In the bottom one third of the painting, Rhone town at midnight is peaceful in blue. The clearest part we can see at this town is the church and its bell tower. Although the church only consists of simple sketches, it seems to be the most complicated fragment in the painting. The bell tower points up to the sky and draws attention of the viewers to the spirals once again. Secondly, the next painting I would like to mention is “The Empire of Light ii” (1950) of Rene Magritte. Its dimensions are of 78. 8 x 99. 1 cm. Magritte wants to demonstrate a nocturnal scene under a daytime sky.
When I first saw the painting, the initial thought that came through my mind was to admire the peaceful scenery of an ordinary small town. Then I noticed the paradox in the painting. The upper half of the painting is the light blue sky of a peaceful day with floating white clouds. However, the bottom half is a small town at midnight. Houses and trees are all covered with dark hue as if it is late at night. The town looks as if it has already gone to sleep. The thin and precise brush strokes that Magritte adroitly use make the picture look as real as a photo. The closer and longer I look at the painting, the more confused I become.
The serenity of the deep-sleeping town, which is dimly lit by the antique street light, along with the floating clouds, makes me feel so calm and peaceful that I am persuaded into its reality. However, I am still able to notice the contrast between day and night in two halves of the painting. This confusion is the result of the eyes tricked to believe in what we see. The placement of day and night remarkably reminds us about our conscious mind that we use in everyday life, and about our lit unconscious mind that waits for us to use it to brighten our senses.
This painting conceals Magritte’s psyche that “The mind loves the unknown. It loves images whose meaning is unknown, since the meaning of the mind itself is unknown. ” On the one hand, there are similarities between two paintings that I notice. Firstly, both painters use oil on canvas for the paintings. They also have the approximate dimensions of about 70cmx95cm. Secondly, mystery is an important fact that makes the two paintings worth seeing. People cannot resist taking a look at the spirals and following the moving effect of the whole picture when seeing “The Starry Night. The spirals themselves are mysterious since they are echoed the movement of ocean waves. Similarly, ‘The Empire of Light, ii” makes spectators wonder the reality of a nocturnal scene of a small town under a sunny day. Their minds are tricked to believe in the true-to-life scene as well as to question the paradox. In addition, luminosity is created successfully in two paintings.
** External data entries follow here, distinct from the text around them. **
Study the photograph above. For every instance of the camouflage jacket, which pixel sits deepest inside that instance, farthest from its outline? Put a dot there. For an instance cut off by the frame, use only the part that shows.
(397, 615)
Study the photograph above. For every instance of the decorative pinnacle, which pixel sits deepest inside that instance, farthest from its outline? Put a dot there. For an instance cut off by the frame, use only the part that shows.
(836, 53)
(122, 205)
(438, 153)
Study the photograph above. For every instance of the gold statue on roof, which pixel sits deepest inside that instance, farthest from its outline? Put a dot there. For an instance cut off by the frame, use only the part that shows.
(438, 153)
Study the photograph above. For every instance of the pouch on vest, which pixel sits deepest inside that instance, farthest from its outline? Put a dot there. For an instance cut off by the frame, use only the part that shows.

In “The Starry Night”, the moon and the stars illuminate the sky as stars and moon are in concentric circles and contrary to the dark blue sky surrounding.
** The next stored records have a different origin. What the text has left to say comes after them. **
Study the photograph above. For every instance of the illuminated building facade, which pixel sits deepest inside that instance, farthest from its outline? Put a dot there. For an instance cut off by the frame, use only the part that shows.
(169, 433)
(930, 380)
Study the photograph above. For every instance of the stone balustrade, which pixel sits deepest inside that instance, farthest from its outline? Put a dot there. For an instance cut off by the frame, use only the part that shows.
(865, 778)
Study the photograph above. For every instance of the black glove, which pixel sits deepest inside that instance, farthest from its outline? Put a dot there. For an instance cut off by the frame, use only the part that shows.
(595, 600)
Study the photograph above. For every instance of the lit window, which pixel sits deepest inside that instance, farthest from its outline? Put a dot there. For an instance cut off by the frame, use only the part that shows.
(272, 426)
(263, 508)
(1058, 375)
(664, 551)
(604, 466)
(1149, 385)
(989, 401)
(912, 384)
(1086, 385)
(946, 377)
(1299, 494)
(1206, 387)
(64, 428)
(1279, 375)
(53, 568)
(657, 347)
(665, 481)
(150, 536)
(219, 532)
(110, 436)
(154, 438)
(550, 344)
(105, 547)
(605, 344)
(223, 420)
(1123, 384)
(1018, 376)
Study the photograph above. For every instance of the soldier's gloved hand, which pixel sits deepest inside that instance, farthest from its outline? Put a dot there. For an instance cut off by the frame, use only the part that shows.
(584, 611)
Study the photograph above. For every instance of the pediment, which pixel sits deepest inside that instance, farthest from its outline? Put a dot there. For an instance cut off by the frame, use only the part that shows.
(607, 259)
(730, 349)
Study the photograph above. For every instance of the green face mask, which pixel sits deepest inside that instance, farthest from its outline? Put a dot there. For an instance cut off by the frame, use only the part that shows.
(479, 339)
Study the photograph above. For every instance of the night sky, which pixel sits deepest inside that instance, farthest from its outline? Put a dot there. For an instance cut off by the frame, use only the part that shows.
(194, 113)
The moon is placed at the top right corner of the painting, where the sun usually appears, and produces light together with the stars. Correspondingly, in Magritte’s, light comes from the title of the painting itself. The lamppost, as well as the windows’ dim light, creates the luminosity standing alone in the dark night. Finally, even though both paintings have no sign of human and animals, motion still appears clearly. The whole “Starry Night” is a chaos, moving and moving freely, while the floating clouds in the sunny sky in the upper half of the painting prevents “The Empire of Light, ii” from lacking in movement.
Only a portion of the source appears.